Doña Carmen estaba meciendo a su nieta en el salón de su piso de Madrid, luchando por encontrar la posición de los brazos en la que la pequeña, Lola, finalmente se quedara dormida. Lola había nacido inquieta; los primeros meses lloraba casi sin parar. La lactancia materna entre la hija de Doña Carmen, Almudena, y la madre de Lola no funcionó. Tuvieron que pasar al biberón, pero el estómago de la bebé siempre dolía. Cambiaban la fórmula, le daban agua con anís, té de manzanilla lo que fuera, nada servía. Al final había que mecerla durante horas. La enfermera de la visita domiciliaria solo les hacía señas con la mano: Es un bebé así. A los tres meses tal vez mejore.

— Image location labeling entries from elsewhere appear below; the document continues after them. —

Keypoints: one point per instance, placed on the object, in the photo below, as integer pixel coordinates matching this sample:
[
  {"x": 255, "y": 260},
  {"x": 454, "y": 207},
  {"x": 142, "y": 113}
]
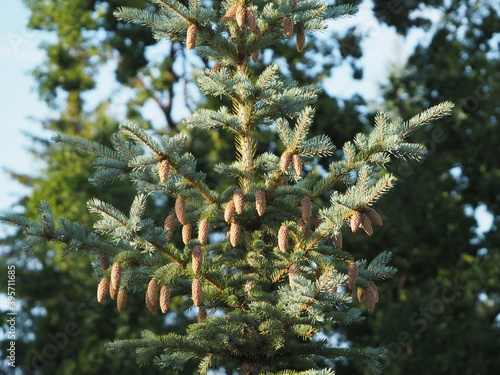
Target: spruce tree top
[{"x": 279, "y": 275}]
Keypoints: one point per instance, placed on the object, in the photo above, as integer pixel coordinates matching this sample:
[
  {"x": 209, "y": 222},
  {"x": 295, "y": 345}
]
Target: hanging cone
[
  {"x": 180, "y": 210},
  {"x": 260, "y": 202},
  {"x": 187, "y": 231},
  {"x": 285, "y": 161},
  {"x": 164, "y": 298},
  {"x": 114, "y": 285},
  {"x": 230, "y": 14},
  {"x": 152, "y": 296},
  {"x": 300, "y": 40},
  {"x": 297, "y": 164},
  {"x": 229, "y": 212},
  {"x": 306, "y": 206},
  {"x": 293, "y": 272},
  {"x": 103, "y": 261},
  {"x": 197, "y": 259},
  {"x": 374, "y": 216},
  {"x": 288, "y": 26},
  {"x": 121, "y": 300},
  {"x": 234, "y": 234},
  {"x": 203, "y": 231},
  {"x": 102, "y": 289},
  {"x": 191, "y": 36},
  {"x": 283, "y": 234},
  {"x": 337, "y": 240},
  {"x": 169, "y": 225},
  {"x": 196, "y": 292},
  {"x": 352, "y": 276},
  {"x": 240, "y": 16},
  {"x": 163, "y": 171},
  {"x": 355, "y": 221},
  {"x": 251, "y": 22}
]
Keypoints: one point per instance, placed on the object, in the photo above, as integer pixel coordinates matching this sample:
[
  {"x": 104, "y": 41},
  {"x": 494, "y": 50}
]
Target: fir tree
[{"x": 280, "y": 275}]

La abuela miraba con ternura la carita diminuta de la nieta dormida. Tranquila, va a ser una belleza y una listilla, como mi Almudena.
Su pensamiento se vio interrumpido por la entrada en la cocina de su yerno, Miguel. Miró de forma ostentosa la olla de caldo, resopló y la volvió a cerrar. Doña Carmen se encogió y pensó: Que venga pronto Almudena de la universidad y yo pueda ir a casa.
Miguel se oponía a que Almudena terminara los dos últimos años, creyendo que con el nacimiento de la hija debería haber dejado los estudios. Por su parte, Doña Carmen en secreto no quería que Almudena se casara con Miguel. El compromiso quedó en que la hija debía acabar la carrera. No se permitían bajas académicas, porque después muchos abandonaban.
Todo tiene su precio: Doña Carmen dejó su empleo para ayudar a Almudena con el bebé hasta que Lola pudiera entrar en la guardería, que cuesta unos 30euros al mes. Tuvo que apretarse el cinturón no tenía otras fuentes de ingreso. Ahorrando en la compra, llegaba a casa hambrienta, perdió peso y se enfermó. Pero los problemas recién empezaban.
Mami, imagina, dentro de un mes tenemos que entregar todos los parciales y el trabajo final. Yo no he avanzado nada. Mañana tengo cuatro clases, ¿puedes cuidar a Lola? Ahora son seminarios y exámenes, no puedo faltar o no me dejan presentarme.
¿Y si Miguel se queda mañana? Creo que tiene día libre.
Doña Carmen, yo también necesito descansar algún día. Almudena, si a tu madre le cuesta, quédate en casa mañana. No pasa nada con la universidad. Ya ni vas a llegar al sobresaliente.
Ya ni pienso en el sobresaliente suspiró Almudena con desánimo. Sólo quiero aprobar. Modelado matemático es un bosque oscuro. No entiendo nada y encima hay fórmulas en cada media página.
No sirve de nada eso de estudiar. Yo nunca estudié y ya llevo veinte años trabajando en la hacienda, me pensionaré a los cuarenta. ¿Y tu madre? ¿Qué gana un profesor hoy?
Almudena sintió una punzada de dolor por el comentario. Sin querer que la discusión se alargara, sonrió culpando y propuso tomar un té mientras el bebé dormía.
Los pronósticos pesimistas no se cumplieron; Almudena aprobó el curso y los siguientes con sobresaliente. Dos años después obtuvo la licenciatura con mención de honor y consiguió un puesto como profesora en su facultad. Doña Carmen estaba orgullosa y feliz de que su hija lograra tanto. Miguel no compartía su entusiasmo, diciendo con desdén a su esposa y suegra que esa educación ya no sirve a nadie.
Lola creció, entró al guardería. Las primeras palabras, travesuras, obras de teatro, vestidos elegantes, esa ternura que solo los niños pueden dar, llenaban el corazón de Almudena, desplazando el resentimiento hacia su marido, que cada día estaba más frío y grosero.
Una nueva chispa en la relación fue la celosa sin motivo de Miguel, que a veces cruzaba los límites del decoro. Cuando llamaban a Almudena por trabajo, algún compañero masculino intentaba interponerse, coger el auricular. A ella le daba vergüenza y le resultaba incómodo.